ISBN: 978-3-527-62879-7

January 2010

610 pages

Description
Written by authors with an international reputation, acknowledged expertise and teaching experience, this is the most up-to-date resource on the field. The text is clearly structured throughout so as to be readily accessible, and begins by looking at scattering of a scalar particle by one-dimensional systems. The second section deals with the scattering of neutrons with spin in one-dimensional potentials, while the third treats dynamical diffraction in three-dimensional periodic media. The final two sections conclude with incoherent and small angle scattering, and some problems of quantum mechanics.
With its treatment of the theories, experiments and applications involved in neutron optics, this relevant reading for nuclear physicists and materials scientists alike.
About the Author
Masahiko Utsuro is professor emeritus at Kyoto University and currently continues his research activities at the Research Center for Nuclear Physics, Osaka University, Japan. He spent most of his career working in the Research Reactor Institute at Kyoto University, and gave lectures and graduate courses in neutron science for more than 20 years both at Kyoto and Osaka University. He devoted most of his professional life to neutron optics research as the head professor for neutron science at the Research Reactor Institute. Professor Utsuro has authored over 200 scientific publications and has also contributed to book publications. He is a member of the Physical Society of Japan and of the Japanese Society for Neutron Science.
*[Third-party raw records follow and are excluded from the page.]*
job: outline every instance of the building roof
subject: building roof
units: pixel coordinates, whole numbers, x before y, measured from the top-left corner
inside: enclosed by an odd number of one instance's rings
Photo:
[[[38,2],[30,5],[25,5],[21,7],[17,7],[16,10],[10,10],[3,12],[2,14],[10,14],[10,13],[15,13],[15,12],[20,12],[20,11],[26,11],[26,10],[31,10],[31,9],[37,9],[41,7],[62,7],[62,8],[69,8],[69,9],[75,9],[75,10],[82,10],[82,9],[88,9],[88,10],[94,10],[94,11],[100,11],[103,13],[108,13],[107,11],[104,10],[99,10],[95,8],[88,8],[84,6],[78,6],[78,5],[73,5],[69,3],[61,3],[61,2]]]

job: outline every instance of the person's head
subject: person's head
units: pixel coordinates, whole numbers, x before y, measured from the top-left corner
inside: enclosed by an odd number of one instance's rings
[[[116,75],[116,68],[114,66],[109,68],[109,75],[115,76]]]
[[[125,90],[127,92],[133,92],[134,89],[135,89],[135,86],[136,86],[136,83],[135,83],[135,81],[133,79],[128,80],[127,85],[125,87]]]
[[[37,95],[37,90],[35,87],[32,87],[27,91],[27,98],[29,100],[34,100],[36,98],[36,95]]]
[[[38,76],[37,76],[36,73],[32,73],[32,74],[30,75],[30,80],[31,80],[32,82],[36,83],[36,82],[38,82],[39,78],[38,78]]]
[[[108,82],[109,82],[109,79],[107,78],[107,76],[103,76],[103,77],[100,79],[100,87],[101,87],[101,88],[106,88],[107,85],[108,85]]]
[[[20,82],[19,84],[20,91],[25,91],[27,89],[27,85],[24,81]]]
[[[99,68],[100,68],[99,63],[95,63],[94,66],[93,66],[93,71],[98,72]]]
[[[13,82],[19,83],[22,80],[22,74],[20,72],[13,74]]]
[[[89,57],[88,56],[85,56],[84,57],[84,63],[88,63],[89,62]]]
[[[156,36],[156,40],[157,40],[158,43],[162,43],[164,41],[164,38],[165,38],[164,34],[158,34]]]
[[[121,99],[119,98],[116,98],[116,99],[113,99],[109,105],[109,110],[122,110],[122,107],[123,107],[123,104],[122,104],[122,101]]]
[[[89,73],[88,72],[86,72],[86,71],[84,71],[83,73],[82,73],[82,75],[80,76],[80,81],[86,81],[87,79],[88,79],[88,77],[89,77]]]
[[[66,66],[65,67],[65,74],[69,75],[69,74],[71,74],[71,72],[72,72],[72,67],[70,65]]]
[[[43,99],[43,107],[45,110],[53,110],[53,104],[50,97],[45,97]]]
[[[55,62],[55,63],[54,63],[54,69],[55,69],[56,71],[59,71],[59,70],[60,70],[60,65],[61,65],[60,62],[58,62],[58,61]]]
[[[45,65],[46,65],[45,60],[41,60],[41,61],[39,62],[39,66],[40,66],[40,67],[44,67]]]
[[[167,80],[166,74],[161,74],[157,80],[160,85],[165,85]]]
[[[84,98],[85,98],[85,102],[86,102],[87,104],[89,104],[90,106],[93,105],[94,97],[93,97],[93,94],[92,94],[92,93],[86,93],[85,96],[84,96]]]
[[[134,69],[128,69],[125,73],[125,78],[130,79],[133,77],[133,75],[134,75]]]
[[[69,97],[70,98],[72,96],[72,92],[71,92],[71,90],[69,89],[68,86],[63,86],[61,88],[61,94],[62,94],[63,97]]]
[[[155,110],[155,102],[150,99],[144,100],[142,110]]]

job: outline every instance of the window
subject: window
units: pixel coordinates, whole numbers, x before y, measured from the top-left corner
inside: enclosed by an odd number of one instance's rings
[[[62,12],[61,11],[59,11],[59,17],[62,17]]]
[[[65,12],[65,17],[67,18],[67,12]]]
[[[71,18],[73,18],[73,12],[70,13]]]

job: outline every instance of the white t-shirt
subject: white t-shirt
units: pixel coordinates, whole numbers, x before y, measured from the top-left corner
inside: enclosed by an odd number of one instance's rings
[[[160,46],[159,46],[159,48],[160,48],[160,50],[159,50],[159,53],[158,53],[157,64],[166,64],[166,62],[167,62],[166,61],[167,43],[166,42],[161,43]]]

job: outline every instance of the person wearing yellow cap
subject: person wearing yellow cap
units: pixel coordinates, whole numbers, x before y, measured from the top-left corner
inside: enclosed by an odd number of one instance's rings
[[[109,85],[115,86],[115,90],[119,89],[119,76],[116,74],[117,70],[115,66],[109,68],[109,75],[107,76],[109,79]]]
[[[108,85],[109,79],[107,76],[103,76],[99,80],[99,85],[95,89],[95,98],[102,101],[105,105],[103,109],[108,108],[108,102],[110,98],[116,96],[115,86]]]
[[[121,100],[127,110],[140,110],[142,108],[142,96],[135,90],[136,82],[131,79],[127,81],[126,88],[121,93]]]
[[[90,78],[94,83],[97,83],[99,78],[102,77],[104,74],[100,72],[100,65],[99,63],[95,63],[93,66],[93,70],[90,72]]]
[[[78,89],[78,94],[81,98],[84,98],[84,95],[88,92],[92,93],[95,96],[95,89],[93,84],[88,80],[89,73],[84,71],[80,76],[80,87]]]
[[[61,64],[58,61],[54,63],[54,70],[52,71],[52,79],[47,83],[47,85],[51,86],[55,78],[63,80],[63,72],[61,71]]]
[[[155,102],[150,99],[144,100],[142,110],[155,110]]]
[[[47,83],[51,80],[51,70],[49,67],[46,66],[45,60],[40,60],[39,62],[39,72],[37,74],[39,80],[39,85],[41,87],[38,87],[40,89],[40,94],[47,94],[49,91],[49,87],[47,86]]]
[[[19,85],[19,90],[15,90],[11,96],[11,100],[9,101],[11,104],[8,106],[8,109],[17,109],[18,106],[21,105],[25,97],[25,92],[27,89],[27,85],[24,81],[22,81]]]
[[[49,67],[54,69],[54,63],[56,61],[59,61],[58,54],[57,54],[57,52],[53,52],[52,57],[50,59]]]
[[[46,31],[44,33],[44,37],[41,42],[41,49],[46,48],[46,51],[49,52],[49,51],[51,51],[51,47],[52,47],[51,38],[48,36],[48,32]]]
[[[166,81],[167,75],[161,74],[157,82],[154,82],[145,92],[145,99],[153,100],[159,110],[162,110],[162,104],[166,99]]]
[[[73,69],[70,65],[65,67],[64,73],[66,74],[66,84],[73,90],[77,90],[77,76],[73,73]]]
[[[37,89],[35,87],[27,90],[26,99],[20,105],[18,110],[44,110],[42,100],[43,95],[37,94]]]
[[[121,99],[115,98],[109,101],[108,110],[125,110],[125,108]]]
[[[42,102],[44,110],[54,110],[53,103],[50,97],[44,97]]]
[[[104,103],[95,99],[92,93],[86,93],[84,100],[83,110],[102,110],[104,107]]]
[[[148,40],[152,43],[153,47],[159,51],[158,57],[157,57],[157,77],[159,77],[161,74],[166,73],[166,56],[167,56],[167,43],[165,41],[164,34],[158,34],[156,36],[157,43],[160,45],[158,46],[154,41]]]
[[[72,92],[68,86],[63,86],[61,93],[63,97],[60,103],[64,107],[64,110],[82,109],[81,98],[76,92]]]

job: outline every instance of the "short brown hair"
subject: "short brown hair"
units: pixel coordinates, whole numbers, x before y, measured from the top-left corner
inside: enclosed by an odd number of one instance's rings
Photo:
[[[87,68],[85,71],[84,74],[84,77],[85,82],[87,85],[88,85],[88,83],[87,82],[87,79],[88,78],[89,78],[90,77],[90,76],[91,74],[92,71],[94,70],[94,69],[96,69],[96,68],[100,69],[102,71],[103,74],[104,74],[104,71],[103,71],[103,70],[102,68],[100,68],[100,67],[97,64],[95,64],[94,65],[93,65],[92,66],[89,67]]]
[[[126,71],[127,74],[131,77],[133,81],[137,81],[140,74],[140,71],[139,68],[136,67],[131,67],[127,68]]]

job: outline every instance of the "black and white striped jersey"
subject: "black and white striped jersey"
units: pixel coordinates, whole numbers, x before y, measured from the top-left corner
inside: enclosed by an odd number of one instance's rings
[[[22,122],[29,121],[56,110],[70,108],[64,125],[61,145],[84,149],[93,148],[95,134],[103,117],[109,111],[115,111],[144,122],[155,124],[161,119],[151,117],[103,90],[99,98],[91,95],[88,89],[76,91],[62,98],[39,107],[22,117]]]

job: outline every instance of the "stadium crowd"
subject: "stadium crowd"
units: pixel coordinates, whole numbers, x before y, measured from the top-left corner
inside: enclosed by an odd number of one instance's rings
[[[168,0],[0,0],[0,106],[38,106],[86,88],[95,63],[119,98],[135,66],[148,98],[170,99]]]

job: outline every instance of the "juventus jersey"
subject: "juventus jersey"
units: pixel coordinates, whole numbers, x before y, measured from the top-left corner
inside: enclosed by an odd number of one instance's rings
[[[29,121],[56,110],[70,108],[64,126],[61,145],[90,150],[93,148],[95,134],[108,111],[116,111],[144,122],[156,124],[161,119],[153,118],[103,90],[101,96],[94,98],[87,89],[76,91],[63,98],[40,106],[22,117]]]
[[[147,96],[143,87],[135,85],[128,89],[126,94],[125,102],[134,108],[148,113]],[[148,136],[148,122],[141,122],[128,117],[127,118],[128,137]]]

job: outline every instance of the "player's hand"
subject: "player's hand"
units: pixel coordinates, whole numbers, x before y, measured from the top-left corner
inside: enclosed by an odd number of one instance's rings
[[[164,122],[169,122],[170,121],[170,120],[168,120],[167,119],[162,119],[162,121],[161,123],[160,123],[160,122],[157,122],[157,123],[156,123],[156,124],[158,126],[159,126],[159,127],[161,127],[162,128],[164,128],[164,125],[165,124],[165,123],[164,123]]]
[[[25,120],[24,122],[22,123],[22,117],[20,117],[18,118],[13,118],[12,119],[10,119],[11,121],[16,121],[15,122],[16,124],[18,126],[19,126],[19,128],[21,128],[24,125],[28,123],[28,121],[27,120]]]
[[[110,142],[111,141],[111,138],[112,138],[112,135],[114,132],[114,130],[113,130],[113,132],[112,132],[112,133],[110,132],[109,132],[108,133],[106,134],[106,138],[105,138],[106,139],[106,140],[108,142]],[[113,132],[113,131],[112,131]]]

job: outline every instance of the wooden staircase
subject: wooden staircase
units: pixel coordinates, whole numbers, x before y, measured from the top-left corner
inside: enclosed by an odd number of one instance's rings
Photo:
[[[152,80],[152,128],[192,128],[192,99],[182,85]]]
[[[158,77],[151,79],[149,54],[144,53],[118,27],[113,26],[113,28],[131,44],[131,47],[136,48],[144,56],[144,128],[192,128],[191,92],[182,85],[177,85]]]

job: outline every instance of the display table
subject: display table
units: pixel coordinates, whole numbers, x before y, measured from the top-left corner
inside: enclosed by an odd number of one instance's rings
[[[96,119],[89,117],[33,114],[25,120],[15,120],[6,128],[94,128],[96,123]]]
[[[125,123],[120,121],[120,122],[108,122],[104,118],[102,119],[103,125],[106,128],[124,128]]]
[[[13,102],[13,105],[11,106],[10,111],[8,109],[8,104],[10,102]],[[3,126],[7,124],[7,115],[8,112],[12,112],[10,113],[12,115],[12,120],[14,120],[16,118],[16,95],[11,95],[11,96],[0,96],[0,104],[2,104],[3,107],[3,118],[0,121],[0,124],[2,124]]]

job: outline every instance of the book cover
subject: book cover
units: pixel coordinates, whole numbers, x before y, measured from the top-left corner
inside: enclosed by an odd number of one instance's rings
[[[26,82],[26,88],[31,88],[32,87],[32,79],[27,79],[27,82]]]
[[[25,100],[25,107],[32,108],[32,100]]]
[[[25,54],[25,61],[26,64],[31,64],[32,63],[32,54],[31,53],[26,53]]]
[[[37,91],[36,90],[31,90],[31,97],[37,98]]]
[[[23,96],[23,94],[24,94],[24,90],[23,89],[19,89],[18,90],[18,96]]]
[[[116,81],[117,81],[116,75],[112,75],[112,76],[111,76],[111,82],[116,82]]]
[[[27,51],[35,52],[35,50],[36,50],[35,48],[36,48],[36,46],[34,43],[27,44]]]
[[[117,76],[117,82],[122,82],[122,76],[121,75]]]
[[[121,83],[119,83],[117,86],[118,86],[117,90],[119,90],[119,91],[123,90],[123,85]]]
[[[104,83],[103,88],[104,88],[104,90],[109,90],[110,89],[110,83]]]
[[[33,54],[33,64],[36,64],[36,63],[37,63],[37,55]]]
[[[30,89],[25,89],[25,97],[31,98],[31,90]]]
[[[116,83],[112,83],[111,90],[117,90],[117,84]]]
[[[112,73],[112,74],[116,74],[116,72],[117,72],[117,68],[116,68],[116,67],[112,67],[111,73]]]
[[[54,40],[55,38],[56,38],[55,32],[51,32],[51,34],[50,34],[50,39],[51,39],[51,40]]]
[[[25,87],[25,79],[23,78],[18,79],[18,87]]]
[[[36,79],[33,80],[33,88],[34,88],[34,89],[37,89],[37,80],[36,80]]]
Vladimir Ignatovich is a senior scientist at the Joint Institute for Nuclear Research JINR in Dubna, Russia. Having obtained his academic degrees from Moscow State University, he spent most of his career working in the Laboratory of Neutron Physics at JINR. Dr. Ignatovich has authored over 150 scientific publications and a book on ultracold neutrons. Visits and invited talks have taken him to international institutions like NIST, CALTECH and National Laboratories (USA), to many laboratories in Europe, and to the Research Reactor Institute of Kyoto University, where he spent a whole year. He is a member of the Russian Physical Society and of the Neutron Scattering Society of America.